In order to demonstrate the effectiveness of the algorithm, a DCMAVG model, a CMCGAN model and an I2T2A model were chosen as comparison algorithms. The DCMAVG model is presented in document "L.Chen, S.Srivastava, Z.Duan, C.Xu.Deep cross-model audio-visual generation, in Proceedings of the on Thematic Workshops of ACM Multimedia 2017, pp.349-357"; the CMCGAN model is set forth In the literature "W.Hao, Z.Zhang, H.Guan.Cmcgan: A uniform framework for cross-model visual-audio mutual generation, in third-Second AAAI Conference on Artificial Intelligence,2018, pp.6886-6893"; the I2T2A model is obtained by generating a text description of an image by the method described In document "L.Liu, J.Tang, X.Wan, Z.Guo.Generating diverse and descriptive image captions using visual paraphrases, in 2019IEEE International Conference on Computer Vision,2019,pp.4239-4248," and converting the text description into audio by the speaking software. The comparison results are shown in Table 1.

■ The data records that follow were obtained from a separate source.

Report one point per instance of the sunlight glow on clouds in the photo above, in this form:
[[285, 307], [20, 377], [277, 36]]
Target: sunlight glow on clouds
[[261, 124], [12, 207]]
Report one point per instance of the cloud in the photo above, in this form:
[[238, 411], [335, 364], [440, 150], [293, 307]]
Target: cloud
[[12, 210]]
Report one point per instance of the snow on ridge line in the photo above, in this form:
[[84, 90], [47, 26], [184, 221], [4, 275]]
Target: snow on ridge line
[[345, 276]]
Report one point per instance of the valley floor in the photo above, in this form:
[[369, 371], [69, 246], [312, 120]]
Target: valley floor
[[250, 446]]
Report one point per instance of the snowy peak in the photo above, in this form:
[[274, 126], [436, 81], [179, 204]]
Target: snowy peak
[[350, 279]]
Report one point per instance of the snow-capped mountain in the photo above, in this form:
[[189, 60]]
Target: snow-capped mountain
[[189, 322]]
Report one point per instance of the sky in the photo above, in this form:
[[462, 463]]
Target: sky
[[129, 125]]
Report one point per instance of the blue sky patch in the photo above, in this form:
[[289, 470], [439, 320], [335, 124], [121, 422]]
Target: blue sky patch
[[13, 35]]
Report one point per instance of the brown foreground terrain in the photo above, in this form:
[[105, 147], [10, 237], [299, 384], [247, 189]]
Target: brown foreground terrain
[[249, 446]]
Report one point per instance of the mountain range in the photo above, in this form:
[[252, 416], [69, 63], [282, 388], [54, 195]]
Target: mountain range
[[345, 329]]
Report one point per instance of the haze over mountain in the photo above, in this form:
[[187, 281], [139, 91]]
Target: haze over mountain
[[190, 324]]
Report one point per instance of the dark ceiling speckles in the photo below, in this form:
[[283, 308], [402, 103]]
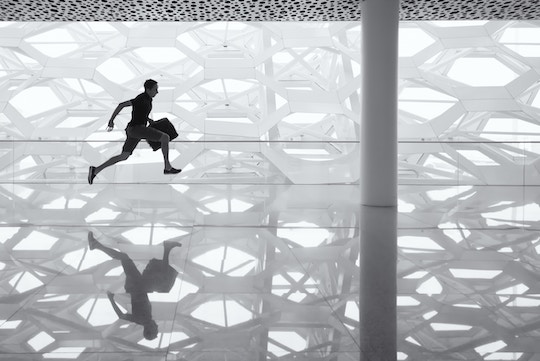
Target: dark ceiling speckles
[[253, 10]]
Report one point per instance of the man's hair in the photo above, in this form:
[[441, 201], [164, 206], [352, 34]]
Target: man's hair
[[149, 84]]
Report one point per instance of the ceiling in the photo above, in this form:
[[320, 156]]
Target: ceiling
[[253, 10]]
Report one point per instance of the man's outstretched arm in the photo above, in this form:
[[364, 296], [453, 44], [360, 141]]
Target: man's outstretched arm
[[120, 106]]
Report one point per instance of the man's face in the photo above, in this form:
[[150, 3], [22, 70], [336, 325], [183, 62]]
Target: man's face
[[153, 91]]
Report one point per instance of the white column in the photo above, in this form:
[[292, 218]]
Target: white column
[[378, 179], [378, 176]]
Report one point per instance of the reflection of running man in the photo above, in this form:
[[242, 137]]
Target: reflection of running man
[[157, 276], [137, 130]]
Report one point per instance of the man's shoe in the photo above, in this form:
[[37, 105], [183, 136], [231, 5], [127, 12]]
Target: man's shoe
[[171, 171], [91, 174]]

TABLE 1 results of the invention

It can be seen from table 1 that the various performance indicators of the present invention are in most cases superior to other methods. According to the invention, through semantic reservation of the low-dimensional feature level, the semantic gap of data in the modes and the heterogeneous gap of data among the modes are reduced, the direct conversion from visual data to auditory data can be accurately realized, and the robustness and accuracy of an algorithm are improved. Meanwhile, the invention can realize the generation of the sound waveform based on the human language, and has strong practicability for visually impaired people.

Claims

1. The trans-audiovisual information conversion method based on semantic reservation is characterized by comprising the following steps of:

step 2: for normalized images

Learning image semantic features Γ through image coding networks _i ^v I is the image-audio pair number, i=1, 2, …, N;

the objective function is:

wherein l _i And

order of the Chinese medicineWhen the standard function (2) is minimum, the image coding network finishes training; the output of the image coding network is the image semantic feature Γ _i ^v ；

the objective function is:

wherein,,

sound describing the dataset for image-audio, +.>

Sound reconstructed for the sound coding network;

The cross-modal mapping network consists of 2 stacked full connection layers;

the objective function is:

min∑ _i (1-Γ _i ^s Γ _i /‖Γ _i ^s ‖·‖Γ _i ‖) (4)

wherein II represents the modulus of the vector;

when the objective function (4) is minimum, the cross-mode is adoptedThe mapping network completes training; the output of the cross-modal mapping network is the cross-modal feature expression Γ _i ；

the objective function is:

wherein x represents any real number;

2. The semantic reservation-based cross-audiovisual information conversion method according to claim 1, wherein the image encoding network adopts a modified VGG16 network, i.e. all full connection layers of the VGG16 network are replaced by one full connection layer initialized randomly.